Yes, the shelf-life of an e-book is theoretically forever, but the truth of it is that readers like to buy more of what they know they like. That means the next book in the series or another book by their favorite author. But if these newest authors had only the one book in them, then there is no next book in the series. There is no latest release. There is no backlist of twenty-three novels, all ready to be devoured by your newest fan. There’s just the one book, its bits getting dusty on some distant drive array.

And so they will write their one stinker, feel rightfully proud about having finally done it, and then see very few sales. They’ll hang on and spam twitter for a few months, maybe a year, but eventually the reality will settle in. The disappointment will sting, but they’ll get over it. Before long, they’ll move on to other distractions. I hear script-writing is all the rage now. And you know, I have that camera, and video-editing software is really cheap now. And we could shoot it at the old mill…

Now, maybe this sounds overly harsh. As it is, I am undistinguished with only a few short story credits to my name. I can’t claim to be the greatest thing since the Holy Ghost writer. But I am a reader, and I’ve looked at some of what’s out there in the Kindle direct store, and much of it is indeed utter crap. Finding worthwhile stuff there is a lot of word-of-mouth and skimming the free samples, but it’s a hard slug – hard enough to me to feel sympathy for all those slush-pile readers of old. So harsh or not, it seems to be the reality.

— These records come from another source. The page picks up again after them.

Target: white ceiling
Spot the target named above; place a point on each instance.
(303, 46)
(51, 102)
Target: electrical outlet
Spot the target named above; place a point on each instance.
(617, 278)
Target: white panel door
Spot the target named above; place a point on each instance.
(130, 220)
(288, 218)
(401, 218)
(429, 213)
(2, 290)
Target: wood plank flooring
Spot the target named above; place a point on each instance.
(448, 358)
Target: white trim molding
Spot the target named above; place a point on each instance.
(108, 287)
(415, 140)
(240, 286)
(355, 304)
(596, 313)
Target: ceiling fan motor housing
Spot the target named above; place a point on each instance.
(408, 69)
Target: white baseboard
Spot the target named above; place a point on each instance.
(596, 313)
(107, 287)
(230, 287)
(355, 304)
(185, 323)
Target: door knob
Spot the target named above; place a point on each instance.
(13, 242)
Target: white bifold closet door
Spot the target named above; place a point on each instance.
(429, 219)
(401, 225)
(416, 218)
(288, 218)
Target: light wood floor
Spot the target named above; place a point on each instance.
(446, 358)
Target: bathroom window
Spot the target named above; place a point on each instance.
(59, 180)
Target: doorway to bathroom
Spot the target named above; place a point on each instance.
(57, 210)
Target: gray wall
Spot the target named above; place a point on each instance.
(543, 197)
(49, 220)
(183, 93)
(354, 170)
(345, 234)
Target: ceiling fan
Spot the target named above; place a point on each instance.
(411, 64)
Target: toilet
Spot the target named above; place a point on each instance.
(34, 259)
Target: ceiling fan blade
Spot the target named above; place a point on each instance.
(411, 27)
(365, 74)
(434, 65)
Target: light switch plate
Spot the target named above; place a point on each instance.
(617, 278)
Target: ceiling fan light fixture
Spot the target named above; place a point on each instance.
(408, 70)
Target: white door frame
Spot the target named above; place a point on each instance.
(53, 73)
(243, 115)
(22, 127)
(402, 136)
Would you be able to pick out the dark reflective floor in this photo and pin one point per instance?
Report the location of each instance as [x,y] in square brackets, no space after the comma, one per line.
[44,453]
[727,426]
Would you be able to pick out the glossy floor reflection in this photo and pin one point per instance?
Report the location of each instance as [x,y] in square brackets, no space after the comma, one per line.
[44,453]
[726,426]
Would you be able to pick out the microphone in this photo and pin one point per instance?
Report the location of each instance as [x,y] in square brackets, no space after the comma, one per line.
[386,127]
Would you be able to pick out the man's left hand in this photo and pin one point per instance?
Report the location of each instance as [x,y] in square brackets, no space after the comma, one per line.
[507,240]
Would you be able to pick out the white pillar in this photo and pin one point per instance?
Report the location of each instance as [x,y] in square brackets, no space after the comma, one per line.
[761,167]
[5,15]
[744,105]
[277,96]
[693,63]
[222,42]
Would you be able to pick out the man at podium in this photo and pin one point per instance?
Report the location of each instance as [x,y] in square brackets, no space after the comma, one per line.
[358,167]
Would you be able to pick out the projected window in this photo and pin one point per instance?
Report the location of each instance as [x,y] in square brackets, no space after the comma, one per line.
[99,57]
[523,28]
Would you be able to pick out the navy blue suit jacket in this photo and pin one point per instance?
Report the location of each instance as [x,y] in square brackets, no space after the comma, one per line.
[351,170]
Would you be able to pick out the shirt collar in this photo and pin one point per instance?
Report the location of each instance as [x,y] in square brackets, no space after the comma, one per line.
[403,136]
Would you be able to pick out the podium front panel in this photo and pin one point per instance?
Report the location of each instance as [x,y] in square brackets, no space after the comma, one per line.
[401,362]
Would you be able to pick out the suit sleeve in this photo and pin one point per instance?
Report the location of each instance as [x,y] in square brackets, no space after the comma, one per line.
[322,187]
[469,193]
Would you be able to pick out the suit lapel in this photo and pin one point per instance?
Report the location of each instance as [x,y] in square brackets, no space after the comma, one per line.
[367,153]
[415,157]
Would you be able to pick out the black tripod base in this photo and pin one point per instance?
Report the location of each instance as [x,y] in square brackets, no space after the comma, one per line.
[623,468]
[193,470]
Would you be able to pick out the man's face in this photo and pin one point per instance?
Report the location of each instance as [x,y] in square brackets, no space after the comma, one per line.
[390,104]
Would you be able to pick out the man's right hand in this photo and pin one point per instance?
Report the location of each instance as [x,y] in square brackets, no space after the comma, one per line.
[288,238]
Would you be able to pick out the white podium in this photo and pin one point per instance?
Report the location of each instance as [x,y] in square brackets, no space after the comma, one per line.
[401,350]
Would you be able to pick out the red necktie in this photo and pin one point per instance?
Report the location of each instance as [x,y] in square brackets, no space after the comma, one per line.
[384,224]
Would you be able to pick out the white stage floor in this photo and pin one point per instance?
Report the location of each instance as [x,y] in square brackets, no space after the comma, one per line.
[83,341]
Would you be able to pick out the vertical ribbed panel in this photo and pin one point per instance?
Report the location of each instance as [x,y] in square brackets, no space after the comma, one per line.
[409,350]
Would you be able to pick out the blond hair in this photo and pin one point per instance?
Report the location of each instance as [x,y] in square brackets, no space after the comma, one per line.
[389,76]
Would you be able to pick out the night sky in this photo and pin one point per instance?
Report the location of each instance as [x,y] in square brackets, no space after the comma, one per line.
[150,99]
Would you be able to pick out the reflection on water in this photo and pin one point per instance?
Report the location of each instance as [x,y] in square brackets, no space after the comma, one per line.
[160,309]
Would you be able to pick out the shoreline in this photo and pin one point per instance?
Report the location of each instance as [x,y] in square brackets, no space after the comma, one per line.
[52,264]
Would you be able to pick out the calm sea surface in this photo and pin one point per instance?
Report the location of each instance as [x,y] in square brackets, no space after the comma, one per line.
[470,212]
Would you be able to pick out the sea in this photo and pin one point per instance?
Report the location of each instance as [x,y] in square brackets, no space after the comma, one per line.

But like I said, I think it’s going to pass. I don’t know if we’ve hit the crest of the wave yet, so it may get worse before it gets better. And I know there will always be a steady trickle of this kind of crap as each new generation offers up its own would-be best-selling self-published authors. I only hope that when we do get to the other side of this wave, the eventual trickle is a lot smaller than the river we currently find ourselves in.

(*Ok, I promise to limit myself to one scatological missive per year. Or month? Week? Hell, what do I know? I’m making it up as I go.)